GPRASP proteins are known to regulate the postendocytic trafficking of G protein–coupled receptor (GPCRs) via binding to their C-terminal and GASP domains.⁸  The authors discovered that GPRASP1 and 2 proteins physically colocalize with CXC chemokine receptor 4 (CXCR4), a GPCR that regulates HSC function via binding to CXCL12.⁹  Furthermore, silencing of Gprasp1 or Gprasp2 in HSPCs caused the accumulation of CXCR4 first in the cytoplasm and then at the cell surface, due to delayed CXCR4 degradation.

Gprasp1- and Gprasp2-deficient HSPCs displayed decreased apoptosis and increased quiescence in short-term culture compared with control HSPCs. Gprasp1- and Gprasp2-deficient long-term HSCs also displayed increased survival and quiescence in vivo following transplantation into congenic mice, in association with elevated levels of CXCR4.

In keeping with the effects on CXCR4 accumulation, Gprasp1- and Gprasp2-deficient HSPCs displayed increased transwell migration to stromal cell–derived factor 1 in vitro and augmented homing to the BM within 3 hours posttransplant. Gprasp1- and Gprasp2-deficient HSCs also demonstrated superior niche retention in response to cyclophosphamide/granulocyte colony-stimulating factor mobilization in mice compared with control HSCs. Taken together, these results suggested that GPRASP1 and GPRASP2 regulate HSPC homing and retention in the niche via control of CXCR4 levels.

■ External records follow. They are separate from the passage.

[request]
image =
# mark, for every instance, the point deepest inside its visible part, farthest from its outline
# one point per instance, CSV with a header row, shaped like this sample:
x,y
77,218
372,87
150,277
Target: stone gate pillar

Importantly, the authors further demonstrated that silencing of Gprasp1 or Gprasp2 had no effect on HSPC survival, quiescence, or migration in vitro in CXCR4-deficient HSPCs. Whereas silencing of Gprasp1 or Gprasp2 in CXCR4-expressing HSCs increased in vivo engraftment in recipient mice, the authors observed no effects on the in vivo engraftment capacity of CXCR4-deficient HSCs. Taken together, these results confirm that GPRASP1- and GPRASP2-mediated control of HSPC survival, quiescence, migration, and in vivo engraftment capacity is dependent on the presence of CXCR (see figure).

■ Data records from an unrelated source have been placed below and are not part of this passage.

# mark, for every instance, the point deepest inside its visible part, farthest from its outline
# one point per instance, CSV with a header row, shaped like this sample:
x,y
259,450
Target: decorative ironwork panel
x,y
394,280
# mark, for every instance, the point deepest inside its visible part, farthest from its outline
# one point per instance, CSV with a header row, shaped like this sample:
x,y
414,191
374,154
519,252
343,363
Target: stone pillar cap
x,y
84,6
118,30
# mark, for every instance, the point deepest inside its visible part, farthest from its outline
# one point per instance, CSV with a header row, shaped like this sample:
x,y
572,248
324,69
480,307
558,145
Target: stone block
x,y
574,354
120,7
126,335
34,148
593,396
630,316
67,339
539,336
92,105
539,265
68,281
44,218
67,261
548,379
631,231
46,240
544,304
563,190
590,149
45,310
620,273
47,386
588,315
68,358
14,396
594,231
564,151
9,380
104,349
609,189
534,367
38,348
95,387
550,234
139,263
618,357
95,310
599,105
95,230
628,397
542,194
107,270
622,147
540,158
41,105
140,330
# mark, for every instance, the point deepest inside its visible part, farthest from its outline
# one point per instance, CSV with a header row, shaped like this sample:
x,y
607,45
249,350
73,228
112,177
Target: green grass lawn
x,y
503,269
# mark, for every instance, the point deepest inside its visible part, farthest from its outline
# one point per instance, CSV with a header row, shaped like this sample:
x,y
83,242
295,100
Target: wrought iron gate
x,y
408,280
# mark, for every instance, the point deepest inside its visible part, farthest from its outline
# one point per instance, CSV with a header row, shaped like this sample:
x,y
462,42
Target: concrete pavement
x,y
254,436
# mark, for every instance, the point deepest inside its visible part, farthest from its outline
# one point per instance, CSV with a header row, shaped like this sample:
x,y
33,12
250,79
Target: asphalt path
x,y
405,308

This study highlights the important role for GPRASP1 and GPRASP2 proteins in regulating HSPC function via CXCR4. The results also raise exciting fundamental questions and possibilities regarding the broader role of GPRASP proteins in regulating other GPCRs expressed by HSCs.¹⁰  At the same time, GPRASP1 and GPRASP2 represent attractive new molecular targets for pharmacologic or biologic interventions to enhance human HSC engraftment and mobilization in patients.